De là, il conclut que c’est le processus de composition dans son ensemble que nous devons développer, et non pas un seul aspect ou une composante de celui-ci. En donnant une attention particulière à l’amélioration de la composition, la recherche sur les représentations mentales aide à comprendre ce que signifie le développement global du processus de composition vers les niveaux les plus élevés.

De toute façon, les auteurs suggèrent que l’enseignement de la production de textes devrait se concentrer sur la base d’une aide à apporter aux étudiants pour construire des représentations mentales qui comprennent les intentions et les objectifs de la production textuelle, de sorte que se configurent les espaces des problèmes de contenu et de la construction rhétorique afin de promouvoir la transformation des connaissances. C’est-à-dire, proposer la recherche systématique de stratégies de contrôle (guides de contrôle) pour aider à reconstruire la structure cognitive de l’étudiant (Alvarez & Ramirez, 2006).
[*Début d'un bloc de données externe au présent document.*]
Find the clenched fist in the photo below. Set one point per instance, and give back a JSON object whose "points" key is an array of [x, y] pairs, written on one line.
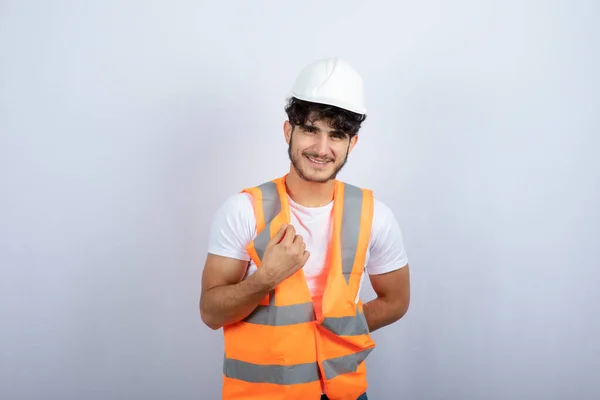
{"points": [[284, 255]]}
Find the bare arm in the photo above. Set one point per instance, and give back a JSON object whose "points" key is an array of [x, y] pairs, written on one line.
{"points": [[226, 297], [393, 298]]}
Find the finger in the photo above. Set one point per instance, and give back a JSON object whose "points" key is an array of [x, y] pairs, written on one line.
{"points": [[290, 234], [305, 257], [279, 235]]}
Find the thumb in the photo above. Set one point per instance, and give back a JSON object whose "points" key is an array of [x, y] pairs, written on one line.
{"points": [[279, 235]]}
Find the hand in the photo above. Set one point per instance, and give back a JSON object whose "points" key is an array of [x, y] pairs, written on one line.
{"points": [[284, 255]]}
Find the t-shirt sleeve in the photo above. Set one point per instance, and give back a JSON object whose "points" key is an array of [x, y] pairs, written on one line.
{"points": [[387, 252], [233, 227]]}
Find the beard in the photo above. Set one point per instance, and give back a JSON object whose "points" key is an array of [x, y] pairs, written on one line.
{"points": [[296, 160]]}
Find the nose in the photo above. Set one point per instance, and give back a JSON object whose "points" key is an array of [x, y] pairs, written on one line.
{"points": [[322, 145]]}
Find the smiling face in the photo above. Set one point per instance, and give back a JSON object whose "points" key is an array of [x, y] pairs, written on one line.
{"points": [[317, 151]]}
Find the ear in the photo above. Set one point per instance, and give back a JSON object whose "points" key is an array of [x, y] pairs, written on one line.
{"points": [[287, 130], [353, 141]]}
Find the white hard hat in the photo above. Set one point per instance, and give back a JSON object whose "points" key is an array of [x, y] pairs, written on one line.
{"points": [[331, 81]]}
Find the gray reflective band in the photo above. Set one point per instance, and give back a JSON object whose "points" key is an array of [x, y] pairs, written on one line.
{"points": [[350, 227], [276, 374], [343, 365], [347, 326], [271, 204], [261, 241], [282, 315], [271, 201]]}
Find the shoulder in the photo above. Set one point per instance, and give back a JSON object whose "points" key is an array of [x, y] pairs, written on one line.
{"points": [[233, 227], [384, 219], [386, 246]]}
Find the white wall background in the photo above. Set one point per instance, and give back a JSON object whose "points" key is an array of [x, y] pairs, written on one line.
{"points": [[124, 124]]}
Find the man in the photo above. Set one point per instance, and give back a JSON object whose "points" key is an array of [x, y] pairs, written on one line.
{"points": [[287, 258]]}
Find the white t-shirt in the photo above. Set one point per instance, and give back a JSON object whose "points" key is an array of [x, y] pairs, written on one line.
{"points": [[234, 227]]}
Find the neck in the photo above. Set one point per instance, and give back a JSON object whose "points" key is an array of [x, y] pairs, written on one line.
{"points": [[309, 194]]}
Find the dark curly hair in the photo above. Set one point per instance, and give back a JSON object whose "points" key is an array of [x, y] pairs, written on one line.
{"points": [[299, 111]]}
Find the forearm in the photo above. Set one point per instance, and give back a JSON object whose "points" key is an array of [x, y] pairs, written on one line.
{"points": [[227, 304], [381, 312]]}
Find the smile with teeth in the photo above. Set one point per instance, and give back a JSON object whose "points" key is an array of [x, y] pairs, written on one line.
{"points": [[319, 162]]}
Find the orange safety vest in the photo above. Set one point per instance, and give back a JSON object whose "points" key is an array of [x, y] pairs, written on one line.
{"points": [[282, 350]]}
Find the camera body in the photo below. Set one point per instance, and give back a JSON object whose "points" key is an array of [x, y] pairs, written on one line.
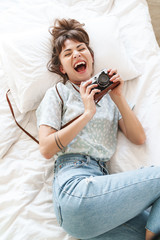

L’analyse de ces trois modèles nous amène à réfléchir sur l’importance de la compréhension des différents textes qui peuvent être produits par les étudiants selon leur âge et leur niveau de maturité comme scripteurs. Il est en effet possible que des scripteurs non matures puissent obtenir des résultats qui soient au-delà de l’analyse de la consigne et qu’au fur et à mesure ils puissent avancer vers la rédaction de textes de plus en plus élaborés prenant en compte le lecteur final. Donc, la tâche consiste à trouver des stratégies de production intermédiaires permettant la rédaction de textes avec un niveau de production correspondant aux exigences du processus d’écriture que proposent les auteurs pour faciliter le développement des activités de production textuelle.